IT may be an epic and bladder-busting three hour 40 minutes but don't let that put you off seeing Man And Superman at the National.
The show, by Bernard Shaw and now on at the theatre's Lyttelton's stage is quite simply an absolute cracker of a production.
A romantic and provocative comedy, it features at its heart a fiery philosophical debate in which fundamental questions are asked about how we live.
John Tanner - an astonishing performance by Ralph Fiennes - is a celebrated radical thinker, revolutionary and rich bachelor.
However, he has been made guardian to the alluring heiress, Ann, played with delicious feistiness by Indira Varma.
Ann is in love with John but has to bat away the affections of poet Octavius Robinson (Ferdinand Kingsley) who has fallen in love with her and wants John to put in a good word for him.
John is scared stiff of commitment and being married off and so Ann sets about her challenge to tame him and coerce, bully and seduce him into marrying her.
Appalled at the thought, and tipped off by his chauffeur, John flees to Spain, where he is captured by a group of bandits led by Mendoza.

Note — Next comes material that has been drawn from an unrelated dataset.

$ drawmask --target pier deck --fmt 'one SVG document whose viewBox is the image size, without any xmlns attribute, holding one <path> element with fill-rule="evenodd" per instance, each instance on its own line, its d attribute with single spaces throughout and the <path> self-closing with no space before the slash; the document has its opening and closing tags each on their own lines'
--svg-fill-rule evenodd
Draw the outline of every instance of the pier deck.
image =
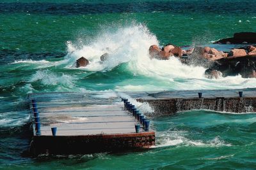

What follows next is an extraordinary dream-debate, heaven versus hell, in which John becomes Don Juan and Mendoza becomes the Devil and the philosophical debate is played out.
Back out of the dream John knows the game is up when he realises he's been followed by the resourceful and forceful Ann who, refusing to be put off and not giving up on her man, has followed in hot pursuit.
It is a masterclass by Ralph Fiennes who puts in a most electrifying performance as John complete with an air of the late Leonard Rossiter's Rigsby about him in the way he shows John's nervousness and anxiety.
He is supported by a stellar cast of which Tim McMullan's portrayals of Mendoza and the Devil were utterly brilliant, incredibly funny and a real stand out.
Man And Superman is on at the National Theatre until Sunday, May 17. Tickets from £15. Visit www.nationaltheatre.org.uk or call the box office on 020 7452 3000.
Man and Superman will be broadcast live in cinemas as part of National Theatre Live on May 14 at 7pm.